Our patients want to believe and trust that we can help and that we know how to help. Sometimes the notion that you are a very “intuitive” person is reassuring to a particular type of patient—maybe the person who needs to believe in something bigger and more impressive than the tested hypothesis. For others it means the doctor is not bound by reason and the rules of the social sciences, but rather is flakey and magical. After all, other professions like medicine and law make it clear; because it is in fact clear. I wanted an x-ray for my broken elbow, not the physician’s intuitive sense that it was shattered.

“Intuition” may conjure images of a well-timed intervention that freed a patient from his or her internal prison. Conversely it may sound imprecise, affected, and unskilled. Like any of our tools, if intuition is to be judged as useful, discussion of what it actually is may be beneficial.

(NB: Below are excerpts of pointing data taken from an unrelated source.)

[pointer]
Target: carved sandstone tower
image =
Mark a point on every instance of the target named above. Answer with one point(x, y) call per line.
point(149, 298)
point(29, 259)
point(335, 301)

What then does “intuitive” mean? I posit the following regarding intuition as it applies to clinical work. Many psychologists are remarkably sensitive people with wonderful gifts in terms of reflective capacity, observation, and detail. This natural or innate predisposition of strong affect is then sifted and structured through education and professional training. Consequently, in addition to all of our scientifically derived skills as psychologists we also aim to use of our own feelings and reactions to further understand people—for example, the confusion that occurs at a staff meeting regarding a psychotic patient (parallel-process), or the schoolgirl crush that is privately experienced by a female intern for the handsome and just charming enough young sociopath. These are examples of countertransference in some form or another. When we fail to acknowledge and explain the experience of countertransference or projective identification, the feelings may be priming the inevitable build up of something that becomes intuitive.

Thus the collision between projected material that is felt (identified with) and our own life experience that also results in an intuitive action by the psychologist, is unique because it escapes understanding or articulation, e.g., “I don’t know it just felt intuitive.”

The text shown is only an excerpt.